64 ….Per questi motivi, la Corte (Terza Sezione) dichiara: L’articolo 49 TFUE, l’articolo 4, paragrafo 1, e l’articolo 13, paragrafo 1, primo comma, della direttiva 2005/36/CE del Parlamento europeo e del Consiglio, del 7 settembre 2005, relativa al riconoscimento delle qualifiche professionali, come modificata dalla direttiva 2013/55/UE del Parlamento europeo e del Consiglio, del 20 novembre 2013, devono essere interpretati nel senso che essi non ostano a una normativa di uno Stato membro, come quella controversa nel procedimento principale, la quale stabilisca che le attività di odontotecnico devono essere esercitate in collaborazione con un dentista, nella misura in cui tale requisito è applicabile, conformemente alla normativa suddetta, nei confronti di odontotecnici clinici che abbiano conseguito le loro qualifiche professionali in un altro Stato membro e che desiderino esercitare la propria professione nel primo Stato membro sopra citato.
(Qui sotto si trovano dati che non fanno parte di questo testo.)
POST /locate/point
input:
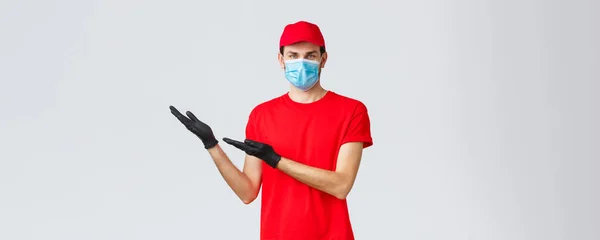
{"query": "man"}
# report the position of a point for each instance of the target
(304, 147)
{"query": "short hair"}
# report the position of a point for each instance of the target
(321, 49)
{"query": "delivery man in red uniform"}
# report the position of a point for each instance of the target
(304, 147)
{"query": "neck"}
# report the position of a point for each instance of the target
(312, 95)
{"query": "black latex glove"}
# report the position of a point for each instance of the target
(197, 127)
(257, 149)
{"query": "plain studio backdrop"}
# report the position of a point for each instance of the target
(484, 115)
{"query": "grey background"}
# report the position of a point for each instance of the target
(484, 115)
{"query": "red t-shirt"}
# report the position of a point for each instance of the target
(310, 134)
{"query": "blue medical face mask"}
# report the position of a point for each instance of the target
(302, 73)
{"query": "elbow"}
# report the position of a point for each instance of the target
(248, 199)
(342, 191)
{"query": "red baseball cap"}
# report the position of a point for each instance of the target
(301, 31)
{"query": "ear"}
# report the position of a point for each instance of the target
(323, 59)
(280, 59)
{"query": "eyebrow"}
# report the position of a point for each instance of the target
(308, 53)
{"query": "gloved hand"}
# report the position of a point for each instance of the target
(260, 150)
(197, 127)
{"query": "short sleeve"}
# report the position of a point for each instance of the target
(359, 127)
(251, 126)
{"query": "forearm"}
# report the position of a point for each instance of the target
(331, 182)
(236, 179)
Meritevole di ulteriore approfondimento è comunque una parte della decisione che potrebbe lasciare la porta aperta a successivi pronunciamenti “nel merito”, laddove si ricorda che i ricorrenti non hanno mai chiesto esplicitamente l’accesso parziale alla professione di dentista, anche se la Corte ritiene comunque giocoforza “non applicabile” l’articolo 4 septies della direttiva 2005/36 che prevede, a determinate condizioni, l’accesso parziale a un’attività professionale.
Ringraziamento per l’opera svolta dal CED e dal Dott. Marco Landi e soddisfazione per la decisione della Corte Europea sono stati espressi dal Presidente Nazionale Dott. Gianfranco Prada.